Lisboa - Comemoram-se este ano quarenta anos dos acontecimentos de 27 de maio de 1977. Quarenta anos é muito tempo. Não há justificação para que decorridas quatro décadas as famílias das vítimas continuem sem saber o que sucedeu aos seus entes queridos; sem saber onde estão os respectivos restos mortais; sem uma declaração oficial de arrependimento e um pedido formal de desculpas.

Fonte: RA

"Caberia ao presidente JES  fazer este pedido de desculpas"

Tanta gente boa que morreu em 1977! Muitos milhares de jovens idealistas, angolanos que amavam o seu país. Pessoas que, caso ainda estivessem vivas, estariam agora, com toda a certeza, a contribuir para uma Angola melhor.


Caberia ao presidente José Eduardo dos Santos fazer este pedido de desculpas, estender a mão, e tentar dessa forma fechar uma ferida que ainda teima em sangrar e persiste em dividir a sociedade angolana.


A esta altura já ninguém pretende julgar e condenar os algozes. Quem matou e torturou vive há quarenta anos no tormento da sua própria memória e consciência; com a vergonha de encarar nos olhos os filhos das vítimas; com a dificuldade de explicar aos próprios filhos o passado atroz. Quanto a mim é inferno suficiente. Um inferno íntimo, interior, que não se apagará jamais.


O que se pretende agora é simplesmente um mínimo de justiça e de sossego. Uma migalha de bom senso.


Um gesto assim não apagará de uma única vez, magicamente, tanta dor acumulada. Não. Mas será um primeiro passo para que, lentamente, os sobreviventes e as famílias dos mortos possam recuperar a dignidade que lhes foi roubada.


O governo angolano deveria ainda impulsionar a criação de um memorial da mágoa, um espaço dedicado a lembrar aqueles que foram mortos e torturados, e vocacionado para a defesa activa dos direitos humanos e da liberdade de expressão e pensamento.
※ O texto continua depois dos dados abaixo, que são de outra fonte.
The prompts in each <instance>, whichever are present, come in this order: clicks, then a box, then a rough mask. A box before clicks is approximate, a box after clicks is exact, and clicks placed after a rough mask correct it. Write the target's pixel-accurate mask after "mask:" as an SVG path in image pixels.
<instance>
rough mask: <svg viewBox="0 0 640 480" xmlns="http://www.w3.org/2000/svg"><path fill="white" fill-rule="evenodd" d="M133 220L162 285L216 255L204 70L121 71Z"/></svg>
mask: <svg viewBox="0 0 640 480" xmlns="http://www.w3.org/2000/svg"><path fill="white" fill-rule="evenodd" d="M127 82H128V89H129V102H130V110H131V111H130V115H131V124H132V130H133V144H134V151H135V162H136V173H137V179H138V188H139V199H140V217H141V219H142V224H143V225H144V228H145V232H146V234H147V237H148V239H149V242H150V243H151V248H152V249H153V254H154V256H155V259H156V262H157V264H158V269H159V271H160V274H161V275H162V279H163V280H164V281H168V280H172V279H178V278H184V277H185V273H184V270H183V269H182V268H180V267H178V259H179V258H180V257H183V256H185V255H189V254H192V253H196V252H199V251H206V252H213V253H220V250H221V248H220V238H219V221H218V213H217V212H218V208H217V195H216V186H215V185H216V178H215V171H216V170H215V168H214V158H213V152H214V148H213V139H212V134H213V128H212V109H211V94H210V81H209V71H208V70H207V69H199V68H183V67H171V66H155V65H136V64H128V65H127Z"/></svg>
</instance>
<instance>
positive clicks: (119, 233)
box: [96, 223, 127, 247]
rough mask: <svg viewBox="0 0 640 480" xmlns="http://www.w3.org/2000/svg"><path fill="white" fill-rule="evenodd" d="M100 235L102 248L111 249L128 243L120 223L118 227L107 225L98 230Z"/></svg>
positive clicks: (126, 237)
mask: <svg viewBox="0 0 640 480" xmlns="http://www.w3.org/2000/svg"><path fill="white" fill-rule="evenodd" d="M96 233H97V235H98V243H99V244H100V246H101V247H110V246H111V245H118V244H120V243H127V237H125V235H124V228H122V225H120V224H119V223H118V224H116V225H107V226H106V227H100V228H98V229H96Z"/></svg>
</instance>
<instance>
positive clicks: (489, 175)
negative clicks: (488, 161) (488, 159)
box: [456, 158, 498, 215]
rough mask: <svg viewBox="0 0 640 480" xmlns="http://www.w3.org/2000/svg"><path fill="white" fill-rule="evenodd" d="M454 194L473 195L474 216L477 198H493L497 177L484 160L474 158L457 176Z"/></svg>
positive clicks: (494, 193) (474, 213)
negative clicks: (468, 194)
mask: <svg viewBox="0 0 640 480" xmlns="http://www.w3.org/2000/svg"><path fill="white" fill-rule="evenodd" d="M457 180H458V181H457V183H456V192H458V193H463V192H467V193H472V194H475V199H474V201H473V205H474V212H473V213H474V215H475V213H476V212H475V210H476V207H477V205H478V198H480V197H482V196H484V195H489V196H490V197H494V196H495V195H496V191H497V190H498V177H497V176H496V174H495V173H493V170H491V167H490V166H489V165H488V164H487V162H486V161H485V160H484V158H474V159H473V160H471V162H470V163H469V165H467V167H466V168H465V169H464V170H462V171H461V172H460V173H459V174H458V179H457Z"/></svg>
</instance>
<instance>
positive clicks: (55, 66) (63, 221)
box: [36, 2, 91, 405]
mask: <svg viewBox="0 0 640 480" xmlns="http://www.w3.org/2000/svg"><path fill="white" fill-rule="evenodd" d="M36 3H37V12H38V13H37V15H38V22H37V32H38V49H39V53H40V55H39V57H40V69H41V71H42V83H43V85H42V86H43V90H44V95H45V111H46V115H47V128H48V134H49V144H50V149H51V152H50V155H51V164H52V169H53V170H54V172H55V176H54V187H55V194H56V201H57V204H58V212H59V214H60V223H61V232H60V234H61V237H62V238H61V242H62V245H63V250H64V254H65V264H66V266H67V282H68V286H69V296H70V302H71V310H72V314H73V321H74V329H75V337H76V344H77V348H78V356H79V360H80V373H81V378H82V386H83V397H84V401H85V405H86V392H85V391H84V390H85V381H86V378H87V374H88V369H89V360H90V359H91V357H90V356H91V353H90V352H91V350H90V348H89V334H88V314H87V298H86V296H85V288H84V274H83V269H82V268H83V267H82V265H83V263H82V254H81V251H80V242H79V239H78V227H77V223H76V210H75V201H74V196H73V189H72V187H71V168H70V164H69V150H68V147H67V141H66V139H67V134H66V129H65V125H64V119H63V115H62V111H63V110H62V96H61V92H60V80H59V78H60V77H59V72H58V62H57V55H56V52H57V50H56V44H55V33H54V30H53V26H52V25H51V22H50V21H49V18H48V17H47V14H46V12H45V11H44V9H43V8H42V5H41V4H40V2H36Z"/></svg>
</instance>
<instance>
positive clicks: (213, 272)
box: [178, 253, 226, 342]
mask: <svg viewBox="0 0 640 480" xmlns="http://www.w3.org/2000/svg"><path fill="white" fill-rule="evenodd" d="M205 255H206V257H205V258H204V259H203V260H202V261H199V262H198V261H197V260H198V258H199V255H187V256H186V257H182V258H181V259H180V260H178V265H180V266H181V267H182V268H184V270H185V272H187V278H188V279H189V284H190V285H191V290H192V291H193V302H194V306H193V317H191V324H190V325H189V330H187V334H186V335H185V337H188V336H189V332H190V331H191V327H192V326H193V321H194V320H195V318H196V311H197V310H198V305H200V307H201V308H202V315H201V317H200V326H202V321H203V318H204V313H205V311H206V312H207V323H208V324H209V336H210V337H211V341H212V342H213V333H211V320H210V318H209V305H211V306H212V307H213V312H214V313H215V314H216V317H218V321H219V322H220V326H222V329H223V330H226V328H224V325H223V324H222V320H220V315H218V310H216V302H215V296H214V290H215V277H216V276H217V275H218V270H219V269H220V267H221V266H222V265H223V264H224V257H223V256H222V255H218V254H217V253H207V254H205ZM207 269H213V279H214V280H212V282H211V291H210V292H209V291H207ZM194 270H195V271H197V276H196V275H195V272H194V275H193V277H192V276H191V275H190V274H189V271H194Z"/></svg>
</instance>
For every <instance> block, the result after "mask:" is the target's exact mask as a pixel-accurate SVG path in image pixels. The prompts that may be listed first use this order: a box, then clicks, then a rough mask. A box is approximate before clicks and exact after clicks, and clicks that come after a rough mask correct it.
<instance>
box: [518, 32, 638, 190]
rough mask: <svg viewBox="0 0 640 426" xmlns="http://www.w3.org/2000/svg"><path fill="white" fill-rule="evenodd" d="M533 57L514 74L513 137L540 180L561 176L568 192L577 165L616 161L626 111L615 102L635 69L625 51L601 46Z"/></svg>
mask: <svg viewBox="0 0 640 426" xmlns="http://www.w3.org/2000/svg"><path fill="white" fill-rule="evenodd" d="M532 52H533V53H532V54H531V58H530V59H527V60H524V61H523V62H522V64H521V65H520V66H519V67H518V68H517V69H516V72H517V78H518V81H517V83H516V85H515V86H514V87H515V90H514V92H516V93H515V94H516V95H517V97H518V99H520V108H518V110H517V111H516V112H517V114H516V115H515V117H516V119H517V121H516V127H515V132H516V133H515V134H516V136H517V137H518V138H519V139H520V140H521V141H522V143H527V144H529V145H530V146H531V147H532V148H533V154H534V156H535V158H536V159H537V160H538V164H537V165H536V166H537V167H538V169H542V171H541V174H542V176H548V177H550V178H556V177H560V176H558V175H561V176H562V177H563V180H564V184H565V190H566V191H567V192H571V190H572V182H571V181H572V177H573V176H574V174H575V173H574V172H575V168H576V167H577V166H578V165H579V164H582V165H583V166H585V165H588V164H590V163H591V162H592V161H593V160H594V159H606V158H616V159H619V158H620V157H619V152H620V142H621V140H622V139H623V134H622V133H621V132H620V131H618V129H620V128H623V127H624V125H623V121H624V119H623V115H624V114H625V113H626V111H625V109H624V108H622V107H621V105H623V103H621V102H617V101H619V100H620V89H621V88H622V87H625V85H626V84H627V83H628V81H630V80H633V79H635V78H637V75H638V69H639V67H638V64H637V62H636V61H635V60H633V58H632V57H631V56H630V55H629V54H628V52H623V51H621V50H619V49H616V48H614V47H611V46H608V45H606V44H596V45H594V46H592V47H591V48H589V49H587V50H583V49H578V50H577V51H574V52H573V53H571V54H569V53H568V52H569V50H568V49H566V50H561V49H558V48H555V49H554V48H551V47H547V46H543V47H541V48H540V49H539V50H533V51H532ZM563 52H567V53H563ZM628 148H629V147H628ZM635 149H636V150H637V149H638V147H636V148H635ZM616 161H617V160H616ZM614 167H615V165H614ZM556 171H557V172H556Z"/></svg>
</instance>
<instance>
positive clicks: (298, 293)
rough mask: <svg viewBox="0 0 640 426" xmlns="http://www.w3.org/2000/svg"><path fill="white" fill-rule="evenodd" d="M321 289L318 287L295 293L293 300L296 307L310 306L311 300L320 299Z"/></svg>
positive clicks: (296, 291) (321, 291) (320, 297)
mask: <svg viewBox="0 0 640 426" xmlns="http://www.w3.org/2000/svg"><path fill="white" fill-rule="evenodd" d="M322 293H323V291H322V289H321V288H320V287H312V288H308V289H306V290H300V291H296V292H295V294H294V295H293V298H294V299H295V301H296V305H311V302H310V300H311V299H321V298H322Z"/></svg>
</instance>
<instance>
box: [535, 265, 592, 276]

Teria de ser muito mais do que um museu da crueldade. Teria de conseguir ser um espaço vivo de debate e de reconciliação. Um centro de livre pensamento. Um mecanismo de irradiação de paz.


José Eduardo dos Santos pode ainda, antes de abandonar definitivamente o poder, conforme anunciou, promover este último acto da mais elementar justiça. Seria um gesto de grandeza, um gesto nobre, que talvez ajudasse a esquecer os muitos erros que cometeu desde que chegou ao poder. Caso não o faça, outro o fará um dia. Isso é certo. Porque um espaço como esse não é apenas urgente e necessário para uma autêntica pacificação do país — é imprescindível.